Рот наполнился кровью, я закашлялся.
– Ты прав, Уф. Пора заняться делом… Нам нужно многое обсудить. Чем еще… могу вам служить, ваша светлость?
Патриана наклонилась ко мне, изучая лицо с ленивым безразличием лекаря, который осматривает нищего пациента.
– Некоторые из них работают теперь на меня, ты же понимаешь? – тихо сказала она.
– Кто именно, ваша светлость?
– Шкурники. Твои друзья плащеносцы – половина из них работает на меня. Вторая половина подалась в разбойники.
Я фыркнул. От боли.
– Смейся, если хочешь, первый кантор, но это факт. Твои благородные плащеносцы зарабатывают на жизнь, опустошая селения. Они грабят, Фалькио, и убивают. И насилуют. И всё это совершают твои люди.
– Лгунья! – крикнул я, хоть намеревался молчать.
Она покачала головой.
– Невинность и добродетель я еще понимаю, Фалькио. Но добровольное невежество – нет! Прошло пять лет с тех пор, как вас распустили. Неужели ты думал, что все они останутся верны мертвому королю?
– Миледи, среди плащеносцев нет предателей. Ни одного. – Ложь сорвалась с моих губ вместе с каплями крови.
Патриана засмеялась.
– Предетелей? Бедный, заблудший глупец. Плащеносцы служат государству! Король уже пять лет как мертв, и страной по закону правят герцоги. И те, кто нам служит, не изменники, Фалькио. Это ты предатель.
Когда вас пытают, важнее всего не слушать того, что вам говорят. Боль ужасна, но ломают слова. Поэтому надо смиряться с болью, но пренебрегать словами.
– Что ж, ваша светлость, похоже, вы получили все, что хотели. Если не возражаете, я вас покину. – Я закрыл глаза и свесил голову.
Уф ударил меня по лицу.
Расправив платье, герцогиня уселась на деревянный табурет и скрестила ноги.
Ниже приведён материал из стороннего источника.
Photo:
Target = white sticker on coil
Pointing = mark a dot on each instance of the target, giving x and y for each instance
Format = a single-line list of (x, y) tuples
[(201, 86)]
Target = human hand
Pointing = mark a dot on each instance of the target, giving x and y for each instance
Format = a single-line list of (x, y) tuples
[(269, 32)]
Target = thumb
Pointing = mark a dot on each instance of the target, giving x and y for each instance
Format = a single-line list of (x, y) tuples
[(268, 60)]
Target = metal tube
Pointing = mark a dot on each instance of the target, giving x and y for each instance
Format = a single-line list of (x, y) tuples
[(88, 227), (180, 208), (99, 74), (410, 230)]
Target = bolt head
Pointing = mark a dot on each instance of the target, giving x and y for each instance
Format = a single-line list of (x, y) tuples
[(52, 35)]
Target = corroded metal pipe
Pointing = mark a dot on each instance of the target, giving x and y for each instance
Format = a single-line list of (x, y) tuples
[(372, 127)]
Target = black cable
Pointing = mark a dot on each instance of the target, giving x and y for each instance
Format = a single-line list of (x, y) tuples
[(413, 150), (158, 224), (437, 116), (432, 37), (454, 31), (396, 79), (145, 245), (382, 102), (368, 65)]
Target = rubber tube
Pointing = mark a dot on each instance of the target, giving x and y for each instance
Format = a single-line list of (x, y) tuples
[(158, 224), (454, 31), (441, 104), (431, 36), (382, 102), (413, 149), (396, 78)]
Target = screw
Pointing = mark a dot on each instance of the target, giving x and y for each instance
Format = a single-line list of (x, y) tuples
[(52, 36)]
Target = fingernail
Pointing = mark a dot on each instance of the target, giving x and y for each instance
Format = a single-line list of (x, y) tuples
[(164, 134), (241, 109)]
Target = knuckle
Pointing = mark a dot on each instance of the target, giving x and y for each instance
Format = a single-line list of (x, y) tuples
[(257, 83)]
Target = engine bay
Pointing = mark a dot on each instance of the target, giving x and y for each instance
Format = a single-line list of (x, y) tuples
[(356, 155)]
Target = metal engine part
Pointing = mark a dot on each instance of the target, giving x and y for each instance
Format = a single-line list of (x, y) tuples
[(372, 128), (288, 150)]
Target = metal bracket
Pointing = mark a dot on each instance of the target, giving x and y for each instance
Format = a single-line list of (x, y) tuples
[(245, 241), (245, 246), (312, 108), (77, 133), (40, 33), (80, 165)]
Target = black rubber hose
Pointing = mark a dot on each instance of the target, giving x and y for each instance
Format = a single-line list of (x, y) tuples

– Есть ли другие? – спросила она.
– А! Уф меня долго об этом расспрашивал.
– Очевидно, ты так и не ответил. Поэтому позволь спросить еще раз: есть ли другие? Сбежать из города тебе не удалось, зачем же продлевать агонию? Ответь на мой вопрос. Где остальные? Кто еще жив?
Честно говоря, ответа я не знал. Несколько лет я не встречался с другими плащеносцами, кроме Кеста и Брасти. Пытался убедить себя в том, что Пэррик, Найлс, Дара и остальные выжили, что когда-нибудь мы еще увидимся, но истина заключалась в том, что если нам и предстоит встретиться в какой-то стране, то, скорее всего, в стране мертвых.
– Множество, – сказал я. – Сотни. Клянусь, что число наших растет изо дня в день.
– Отвечай! – крикнула она, вскочив со стула, и отвесила мне пощечину. Рука у нее оказалась на удивление тяжелой. – Я всю свою жизнь потратила на то, чтобы хоть что-то изменить в этой стране, сделать ее сильной в глазах святых и богов. И не допущу, чтобы мои планы расстроились из-за ублюдков Пэлиса, крестьянских бунтов и проклятых лордов-предводителей.
– Кажется, вы говорили, что большинство плащеносцев работает на вас или стали разбойниками. Похоже, вы воздаете нам должное больше, чем сами готовы это признать, – сказал я, слегка озадаченный тем, что она явно переоценивает талант убеждения плащеносцев.
– Да я вас знать не хочу, болван. Если ты еще ценишь свой рассудок или хотя бы душу, ответь на вопрос. Где остальные?
От этой женщины, которая более, чем кто-либо другой на земле, несла ответственность за гибель моего мира, исходил такой страх, гнев и искреннее желание узнать истину, что мне пришлось ответить честно.
– Я не знаю. В самом деле не знаю.
Она наклонилась и вонзила длинные ногти мне в щеки.
– Грязный, тупой мальчишка. Пес. Думаешь, тебя достаточно уже пытали? Думаешь, ты знаешь, что такое боль? Все эти пытки – ничто по сравнению с тем, что сделаю с тобой я. Заставлю располосовать твою шкуру и приведу голодающих детей, чтобы они сосали кровь из твоих ран. А затем намажу мазью твой член, чтобы он затвердел, и заставлю тебя до смерти насиловать древних старух. Я создаю чудовищ, Фалькио валь Монд, и тебя могу превратить в чудовище. Ибо знаю, как пытать людей, намного лучше, чем может вообразить этот жалкий палач.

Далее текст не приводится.